Pendapat tersebut dikemukakan Ketua Umum Yayasan Perguruan Al-Iman Afrizal Sinaro. Ia menanggapi pernyataan Kepala Seksi (Kasi) Penyusunan Program Direktorat Jendral Guru dan Tenaga Kependidikan (Dirjen P2TK) Tagor Alamsyah bahwa para guru diminta untuk menghasilkan karya ilmiah.
Menurut Tagor, karya ilmiah ini dapat membantu mereka untuk naik pangkat.
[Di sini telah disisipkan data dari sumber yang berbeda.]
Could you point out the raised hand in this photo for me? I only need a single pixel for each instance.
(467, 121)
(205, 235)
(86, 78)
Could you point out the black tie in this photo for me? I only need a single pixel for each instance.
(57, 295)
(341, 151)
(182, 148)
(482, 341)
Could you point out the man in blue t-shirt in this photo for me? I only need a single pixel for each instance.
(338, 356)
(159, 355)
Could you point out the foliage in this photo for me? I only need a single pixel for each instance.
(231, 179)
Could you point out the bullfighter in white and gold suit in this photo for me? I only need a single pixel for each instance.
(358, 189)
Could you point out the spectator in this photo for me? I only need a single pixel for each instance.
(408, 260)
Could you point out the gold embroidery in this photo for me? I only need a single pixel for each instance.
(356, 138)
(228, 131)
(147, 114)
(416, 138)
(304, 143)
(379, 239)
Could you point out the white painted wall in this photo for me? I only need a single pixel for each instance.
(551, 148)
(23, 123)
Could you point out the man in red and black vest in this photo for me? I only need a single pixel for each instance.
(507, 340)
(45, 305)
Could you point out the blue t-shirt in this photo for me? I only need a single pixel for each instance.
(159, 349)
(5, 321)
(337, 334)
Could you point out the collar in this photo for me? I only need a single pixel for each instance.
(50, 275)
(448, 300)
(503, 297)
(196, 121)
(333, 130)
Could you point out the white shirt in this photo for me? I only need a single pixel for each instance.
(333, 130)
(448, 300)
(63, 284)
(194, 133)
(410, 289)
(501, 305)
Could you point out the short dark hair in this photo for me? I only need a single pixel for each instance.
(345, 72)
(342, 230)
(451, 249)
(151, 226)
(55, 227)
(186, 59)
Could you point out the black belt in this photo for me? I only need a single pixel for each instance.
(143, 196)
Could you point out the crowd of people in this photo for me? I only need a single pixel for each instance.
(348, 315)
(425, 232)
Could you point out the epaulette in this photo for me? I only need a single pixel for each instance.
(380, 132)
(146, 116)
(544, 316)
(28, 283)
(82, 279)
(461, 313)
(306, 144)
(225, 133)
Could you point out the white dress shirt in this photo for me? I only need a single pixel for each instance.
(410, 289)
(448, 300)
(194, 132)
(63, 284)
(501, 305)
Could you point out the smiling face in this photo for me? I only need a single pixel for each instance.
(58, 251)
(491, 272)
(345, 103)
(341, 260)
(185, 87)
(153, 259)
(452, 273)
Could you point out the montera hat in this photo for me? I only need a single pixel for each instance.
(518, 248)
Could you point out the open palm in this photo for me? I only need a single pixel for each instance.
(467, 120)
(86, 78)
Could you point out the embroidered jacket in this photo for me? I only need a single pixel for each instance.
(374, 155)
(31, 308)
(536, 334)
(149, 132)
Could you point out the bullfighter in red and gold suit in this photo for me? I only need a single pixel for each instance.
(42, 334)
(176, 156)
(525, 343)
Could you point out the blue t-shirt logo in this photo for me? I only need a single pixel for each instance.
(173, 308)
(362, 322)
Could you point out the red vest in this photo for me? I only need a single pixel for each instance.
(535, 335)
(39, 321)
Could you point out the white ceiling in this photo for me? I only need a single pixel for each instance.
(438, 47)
Alasannya, tulisan itu mengandung angka kredit yang dapat mempengaruhi penilaian kinerja para guru. “Menurut kami, sertifikasi itu haknya guru dan kalau penerintah ingin meningkatkan kompetensi dan wawasan guru, yang harus dilakukan adalah diklat, seminar dan lain-lain,” kata Afrizal kepada Republika, Senin (29/6).
Afrizal menambahkan, seharusnya yang perlu dilakukan adalah mewajibkan setiap guru membaca buku penunjang/pengayaan/referensi minimal dua judul setiap semester. “Makanya untuk meningkatkan minat dan budaya baca murid harus dimulai dari guru,” tutur Afrizal Sinaro.
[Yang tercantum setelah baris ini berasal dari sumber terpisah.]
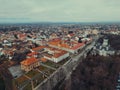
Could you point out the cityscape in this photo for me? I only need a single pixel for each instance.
(59, 45)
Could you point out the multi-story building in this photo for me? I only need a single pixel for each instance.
(29, 64)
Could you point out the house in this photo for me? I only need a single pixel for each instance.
(55, 55)
(104, 49)
(29, 64)
(70, 46)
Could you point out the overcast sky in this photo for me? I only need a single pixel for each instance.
(59, 10)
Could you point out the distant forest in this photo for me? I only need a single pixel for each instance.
(95, 73)
(114, 40)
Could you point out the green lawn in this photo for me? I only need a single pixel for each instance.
(32, 73)
(20, 80)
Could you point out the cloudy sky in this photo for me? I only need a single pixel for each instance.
(59, 10)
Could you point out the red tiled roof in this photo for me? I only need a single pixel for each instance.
(29, 61)
(32, 53)
(38, 48)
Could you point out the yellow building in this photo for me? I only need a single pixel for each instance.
(29, 64)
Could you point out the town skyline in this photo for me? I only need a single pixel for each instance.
(59, 11)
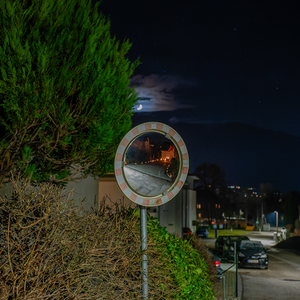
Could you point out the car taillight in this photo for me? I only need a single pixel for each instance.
(217, 263)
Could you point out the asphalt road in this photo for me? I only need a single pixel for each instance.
(146, 184)
(280, 282)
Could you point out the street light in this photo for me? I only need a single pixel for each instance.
(276, 212)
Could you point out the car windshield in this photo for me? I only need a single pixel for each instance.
(250, 245)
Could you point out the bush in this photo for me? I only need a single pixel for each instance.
(52, 249)
(184, 262)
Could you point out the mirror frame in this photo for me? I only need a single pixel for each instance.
(168, 132)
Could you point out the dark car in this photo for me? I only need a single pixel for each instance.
(252, 254)
(186, 232)
(202, 232)
(224, 245)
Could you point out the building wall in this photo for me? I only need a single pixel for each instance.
(85, 188)
(109, 192)
(170, 215)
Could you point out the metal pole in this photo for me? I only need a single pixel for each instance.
(277, 221)
(143, 214)
(236, 271)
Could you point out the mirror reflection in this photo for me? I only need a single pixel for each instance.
(151, 164)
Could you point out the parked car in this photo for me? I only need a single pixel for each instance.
(186, 232)
(224, 245)
(202, 232)
(252, 254)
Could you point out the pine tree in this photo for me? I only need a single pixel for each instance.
(65, 103)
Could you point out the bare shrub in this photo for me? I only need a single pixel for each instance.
(52, 249)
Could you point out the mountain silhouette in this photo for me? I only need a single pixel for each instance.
(247, 154)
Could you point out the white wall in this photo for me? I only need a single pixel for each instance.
(82, 188)
(108, 189)
(170, 215)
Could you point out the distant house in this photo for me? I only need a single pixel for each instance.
(174, 215)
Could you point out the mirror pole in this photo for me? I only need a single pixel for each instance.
(143, 215)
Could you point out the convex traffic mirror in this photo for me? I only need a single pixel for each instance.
(151, 164)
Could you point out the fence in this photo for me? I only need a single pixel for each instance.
(227, 286)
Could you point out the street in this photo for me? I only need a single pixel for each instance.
(149, 181)
(281, 281)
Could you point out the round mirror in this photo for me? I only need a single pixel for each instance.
(151, 164)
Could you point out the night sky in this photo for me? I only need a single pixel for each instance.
(214, 62)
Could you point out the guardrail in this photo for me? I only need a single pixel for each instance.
(228, 281)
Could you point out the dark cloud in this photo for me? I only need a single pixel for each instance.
(161, 90)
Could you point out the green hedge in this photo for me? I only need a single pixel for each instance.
(184, 262)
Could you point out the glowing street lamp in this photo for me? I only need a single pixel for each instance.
(276, 212)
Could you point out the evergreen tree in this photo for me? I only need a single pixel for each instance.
(65, 103)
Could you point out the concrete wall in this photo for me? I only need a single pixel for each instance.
(109, 192)
(170, 215)
(82, 188)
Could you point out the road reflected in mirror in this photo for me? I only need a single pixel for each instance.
(151, 164)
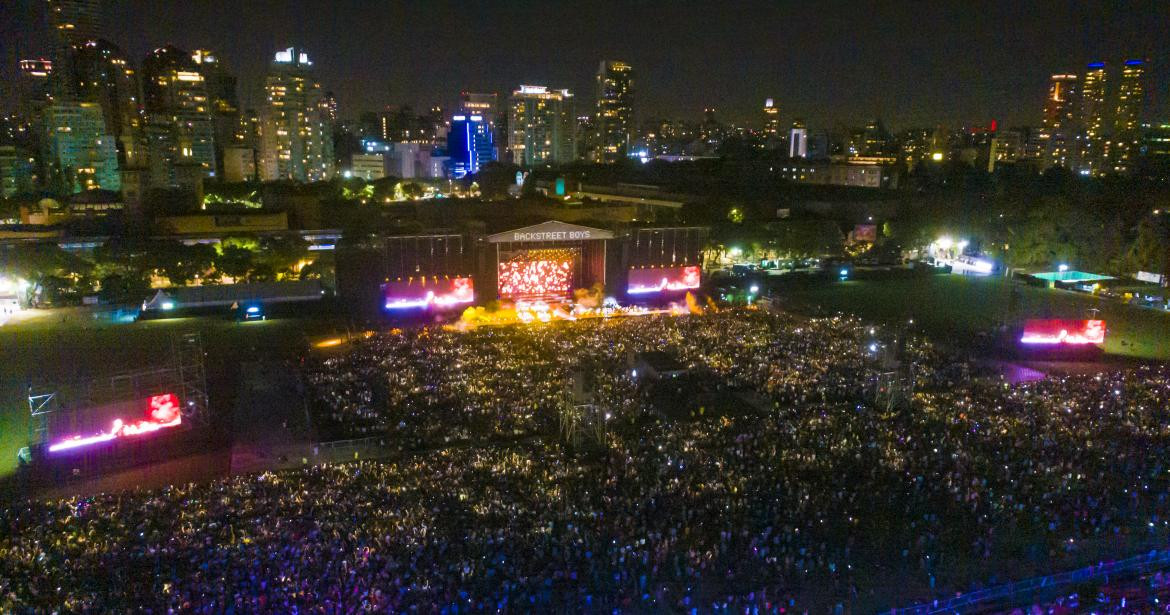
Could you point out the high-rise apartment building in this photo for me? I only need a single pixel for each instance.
(469, 145)
(771, 119)
(178, 116)
(35, 87)
(614, 110)
(295, 139)
(105, 77)
(1124, 143)
(1061, 121)
(1093, 119)
(486, 105)
(798, 140)
(71, 23)
(541, 126)
(222, 101)
(78, 153)
(75, 21)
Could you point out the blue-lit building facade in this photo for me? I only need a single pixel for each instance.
(469, 145)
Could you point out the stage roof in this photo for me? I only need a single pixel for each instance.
(551, 230)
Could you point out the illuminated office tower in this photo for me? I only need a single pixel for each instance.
(75, 21)
(35, 87)
(483, 104)
(222, 102)
(1061, 110)
(798, 140)
(1127, 136)
(541, 126)
(295, 139)
(771, 119)
(178, 116)
(71, 22)
(469, 144)
(1092, 113)
(104, 77)
(80, 154)
(614, 110)
(486, 105)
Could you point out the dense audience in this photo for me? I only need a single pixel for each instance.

Sebelumnya, Pengurus Besar Persatuan Guru Republik Indonesia (PB PGRI) pun mengungkapkan ketidaksetujuannya terhadap tugas meneliti bagi guru. Menurut Ketua Umum (Ketum) PGRI Sulistyo, kewajiban guru untuk meneliti dan menulis karya ilmiah itu memprihatinkan.
Kebijakan tersebut, kata Sulistyo, akan membuat para guru tertekan. “Oleh sebab itu, kami menyarankan agar kebijakan itu diperbaiki dan diluruskan kembali oleh Kemendikbud,” kata Sulistyo melalui siaran pers, Ahad (28/6).
Sulistyo menerangkan, untuk saat ini terdapat kurang lebih 800 ribu guru dan pengawas di Indonesia. Menurutnya, sejumlah guru itu tidak bisa naik pangkat akibat kewajiban itu.